Mythos has been MDASH’d.
A brand new AI-powered system from Microsoft surpassed a headline-grabbing rival from Anthropic on a number one cybersecurity benchmark, utilizing greater than 100 specialised AI brokers working collectively throughout a number of AI fashions to seek out real-world software program vulnerabilities.
Microsoft’s system, codenamed MDASH, was launched this week alongside the disclosure of 16 new vulnerabilities it discovered in numerous variations of Home windows, together with 4 “important” distant code execution flaws fastened on this month’s Patch Tuesday launch.
The corporate, which has confronted persistent criticism over safety lapses, is betting that a number of fashions can uncover vulnerabilities at a tempo that particular person fashions can’t match.
MDASH, derived from the time period “multi-model agentic scanning harness,” works by working specialised AI brokers by means of a staged pipeline. Totally different brokers scan code for potential vulnerabilities, then a separate set of brokers debate whether or not every discovering is actual and exploitable, and a ultimate stage constructs proof-of-concept assaults to substantiate the bugs exist.

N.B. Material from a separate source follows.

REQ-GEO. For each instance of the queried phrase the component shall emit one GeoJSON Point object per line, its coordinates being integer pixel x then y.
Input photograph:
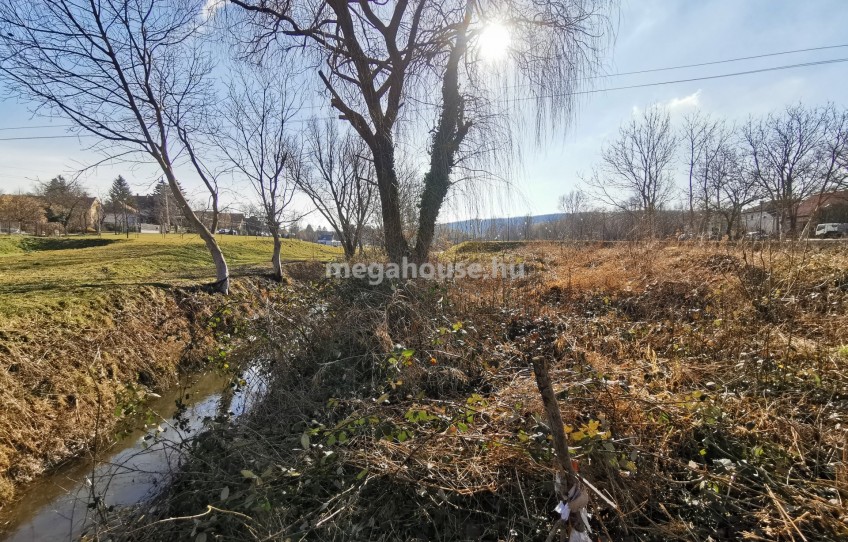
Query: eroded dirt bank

By comparability, Anthropic’s Mythos, which raised considerations over its capacity to seek out and exploit software program vulnerabilities when it was previewed earlier this 12 months, is a single AI mannequin working inside an agent framework. Anthropic restricted its launch to a handful of firms by means of a consortium known as Challenge Glasswing, which incorporates Microsoft.
OpenAI’s GPT-5.5 and others on the leaderboard are additionally single-model methods.
MDASH scored 88.45% on the CyberGym benchmark, a check developed by UC Berkeley researchers that measures how nicely AI methods can reproduce real-world vulnerabilities throughout 1,507 duties drawn from 188 open-source software program initiatives.
Mythos Preview was second at 83.1%, adopted by GPT-5.5 at 81.8%.
The benchmark offers every system an outline of a recognized vulnerability and an unpatched codebase, and measures whether or not it could possibly produce a working assault that triggers the bug.
The scores on the CyberGym leaderboard are self-reported by the businesses, together with Anthropic’s Mythos consequence. The benchmark code is public, however no impartial occasion has verified any of the scores. Additionally, benchmark outcomes don’t essentially mirror real-world efficiency.
The outcomes additionally spotlight rising considerations about AI’s use as an offensive hacking software. The identical capabilities that permit AI to seek out vulnerabilities in pleasant arms can be utilized to find them for exploitation by attackers. Microsoft stated MDASH is getting used internally by its safety engineering groups and might be coming into a restricted personal preview with clients.
Microsoft is telling clients to anticipate larger Patch Tuesdays going ahead as AI accelerates the invention of vulnerabilities.